Political Corpses as Propaganda Props
The week-long deification of the late John McCain was quite the deep-state performance: Three “state funerals”(in Phoenix, D.C., and Annapolis) accompanied by the constant clucking of the “mainstream” media about how the epitome of a deep-state insider — son and grandson of U.S. Navy admirals, mass murderer of Vietnamese peasants, “Keating Five” criminal conspirator, friend of “the right kind” of Middle East terrorists, lifelong government employee whose senate office was ground zero for defense industry lobbyists for the past several decades — is somehow an anti-establishment “maverick.” The televised sobbing of the very appropriately named Senator Jeff Flake was rich, as were proposals to name a government building after McCain and the seemingly endless feigned sorrow in the voices of television talking heads.
Deep state propagandists and their media apologists apparently believe that a dead politician can be worth his weight in gold if a big enough spectacle of lies and superstitions can be concocted after the “great man’s” demise and used in support of the current regime.

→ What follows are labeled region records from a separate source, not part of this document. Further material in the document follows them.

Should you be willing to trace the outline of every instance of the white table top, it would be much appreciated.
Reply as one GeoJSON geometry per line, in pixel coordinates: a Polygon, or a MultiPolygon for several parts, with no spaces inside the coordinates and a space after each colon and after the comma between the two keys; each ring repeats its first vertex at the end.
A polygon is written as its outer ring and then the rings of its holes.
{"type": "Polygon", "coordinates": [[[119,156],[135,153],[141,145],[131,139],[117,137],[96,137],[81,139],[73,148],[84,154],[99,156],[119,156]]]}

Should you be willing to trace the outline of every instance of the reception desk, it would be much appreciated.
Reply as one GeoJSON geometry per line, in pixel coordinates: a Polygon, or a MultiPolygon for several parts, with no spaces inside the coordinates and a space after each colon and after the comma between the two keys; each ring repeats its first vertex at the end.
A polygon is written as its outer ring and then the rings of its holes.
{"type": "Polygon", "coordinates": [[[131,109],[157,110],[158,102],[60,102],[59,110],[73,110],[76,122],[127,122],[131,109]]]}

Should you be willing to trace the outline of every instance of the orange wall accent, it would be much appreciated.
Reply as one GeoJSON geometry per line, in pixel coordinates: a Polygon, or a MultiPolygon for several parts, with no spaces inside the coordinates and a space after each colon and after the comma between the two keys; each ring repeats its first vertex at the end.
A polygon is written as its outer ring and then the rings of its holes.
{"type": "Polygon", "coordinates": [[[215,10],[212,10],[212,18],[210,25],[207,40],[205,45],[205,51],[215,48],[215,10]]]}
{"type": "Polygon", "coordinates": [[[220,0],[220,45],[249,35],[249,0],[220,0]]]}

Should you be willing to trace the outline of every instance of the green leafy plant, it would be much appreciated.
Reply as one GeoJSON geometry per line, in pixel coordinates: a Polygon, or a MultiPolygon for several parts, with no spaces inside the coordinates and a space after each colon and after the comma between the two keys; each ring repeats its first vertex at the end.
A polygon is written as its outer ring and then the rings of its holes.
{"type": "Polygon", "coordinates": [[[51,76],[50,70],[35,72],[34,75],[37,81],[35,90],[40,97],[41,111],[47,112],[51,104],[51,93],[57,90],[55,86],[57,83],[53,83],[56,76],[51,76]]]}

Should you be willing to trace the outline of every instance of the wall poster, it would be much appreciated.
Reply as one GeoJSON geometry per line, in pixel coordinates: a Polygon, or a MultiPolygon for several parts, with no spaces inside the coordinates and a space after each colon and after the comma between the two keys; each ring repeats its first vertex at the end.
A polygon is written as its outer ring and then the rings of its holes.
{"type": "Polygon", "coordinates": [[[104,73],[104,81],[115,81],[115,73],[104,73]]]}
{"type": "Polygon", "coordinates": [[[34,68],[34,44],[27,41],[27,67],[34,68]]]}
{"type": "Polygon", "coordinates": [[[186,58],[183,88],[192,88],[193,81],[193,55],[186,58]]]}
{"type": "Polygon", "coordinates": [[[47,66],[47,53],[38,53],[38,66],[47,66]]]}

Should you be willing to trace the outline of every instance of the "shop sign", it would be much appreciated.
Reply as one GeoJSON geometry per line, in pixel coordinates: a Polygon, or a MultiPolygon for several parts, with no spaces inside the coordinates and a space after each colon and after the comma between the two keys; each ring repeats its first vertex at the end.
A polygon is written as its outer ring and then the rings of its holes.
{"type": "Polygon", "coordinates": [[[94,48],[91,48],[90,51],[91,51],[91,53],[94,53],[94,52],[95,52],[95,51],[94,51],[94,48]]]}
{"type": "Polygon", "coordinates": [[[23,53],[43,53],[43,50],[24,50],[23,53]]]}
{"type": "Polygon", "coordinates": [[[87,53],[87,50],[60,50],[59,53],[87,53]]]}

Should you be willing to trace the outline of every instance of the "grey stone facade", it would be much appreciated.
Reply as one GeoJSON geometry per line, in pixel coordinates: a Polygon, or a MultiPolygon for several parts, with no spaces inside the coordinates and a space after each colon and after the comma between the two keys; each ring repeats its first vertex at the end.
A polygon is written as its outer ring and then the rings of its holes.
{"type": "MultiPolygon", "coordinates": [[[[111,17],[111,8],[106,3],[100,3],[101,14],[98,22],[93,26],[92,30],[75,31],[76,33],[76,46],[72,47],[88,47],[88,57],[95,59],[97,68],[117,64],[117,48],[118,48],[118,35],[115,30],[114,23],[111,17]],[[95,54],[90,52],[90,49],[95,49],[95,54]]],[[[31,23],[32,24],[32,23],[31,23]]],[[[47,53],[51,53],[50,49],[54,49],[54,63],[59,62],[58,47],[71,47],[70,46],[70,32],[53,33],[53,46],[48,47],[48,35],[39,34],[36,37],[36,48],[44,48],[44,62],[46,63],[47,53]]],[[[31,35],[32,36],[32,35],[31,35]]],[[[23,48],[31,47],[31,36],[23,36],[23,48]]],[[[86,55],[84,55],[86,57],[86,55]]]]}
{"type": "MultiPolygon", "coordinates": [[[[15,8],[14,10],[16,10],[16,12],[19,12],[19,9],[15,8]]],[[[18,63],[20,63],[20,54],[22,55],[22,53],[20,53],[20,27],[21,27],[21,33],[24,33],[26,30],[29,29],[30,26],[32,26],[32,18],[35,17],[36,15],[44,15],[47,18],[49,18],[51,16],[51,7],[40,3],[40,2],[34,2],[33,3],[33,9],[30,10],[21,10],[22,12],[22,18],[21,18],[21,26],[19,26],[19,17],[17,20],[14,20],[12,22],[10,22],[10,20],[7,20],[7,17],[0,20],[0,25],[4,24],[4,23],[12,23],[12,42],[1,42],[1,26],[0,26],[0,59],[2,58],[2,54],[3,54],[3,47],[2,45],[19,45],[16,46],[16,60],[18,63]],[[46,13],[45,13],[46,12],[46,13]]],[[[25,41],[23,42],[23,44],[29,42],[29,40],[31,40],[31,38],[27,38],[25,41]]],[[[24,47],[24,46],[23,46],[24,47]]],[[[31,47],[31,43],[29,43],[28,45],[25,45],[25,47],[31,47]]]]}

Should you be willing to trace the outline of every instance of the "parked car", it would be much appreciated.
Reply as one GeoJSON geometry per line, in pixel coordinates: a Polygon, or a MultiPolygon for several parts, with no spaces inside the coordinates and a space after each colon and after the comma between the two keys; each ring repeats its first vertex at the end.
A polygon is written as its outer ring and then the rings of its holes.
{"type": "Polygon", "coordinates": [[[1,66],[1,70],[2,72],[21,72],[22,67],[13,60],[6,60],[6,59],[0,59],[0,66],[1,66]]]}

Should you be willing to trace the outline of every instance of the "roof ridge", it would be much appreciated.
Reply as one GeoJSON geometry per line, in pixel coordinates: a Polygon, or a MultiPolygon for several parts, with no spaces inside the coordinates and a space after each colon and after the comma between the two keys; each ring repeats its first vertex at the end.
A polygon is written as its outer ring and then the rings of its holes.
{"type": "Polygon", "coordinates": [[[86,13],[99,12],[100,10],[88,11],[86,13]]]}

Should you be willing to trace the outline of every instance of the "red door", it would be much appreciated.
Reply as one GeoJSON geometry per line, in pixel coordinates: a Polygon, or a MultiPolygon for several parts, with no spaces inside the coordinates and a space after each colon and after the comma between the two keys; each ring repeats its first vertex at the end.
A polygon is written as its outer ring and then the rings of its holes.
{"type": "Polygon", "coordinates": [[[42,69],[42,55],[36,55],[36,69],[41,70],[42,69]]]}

As Murray Rothbard argued in an essay entitled “The Nature of the State,” “it is precisely the function of the State’s ideological minions and allies to explain to the public that the Emperor does indeed have a fine set of clothes . . . The age-old success of the ideologists of the State is perhaps the most gigantic hoax in the history of mankind.”
As with so many other statist stunts and superstitions, it all started with Lincoln. As Larry Tagg wrote in his book, The Unpopular Mr. Lincoln: The Story of America’s Most Reviled President, during his lifetime Lincoln was by far the most hated and despised of all U.S. presidents but became a “sudden saint” in death.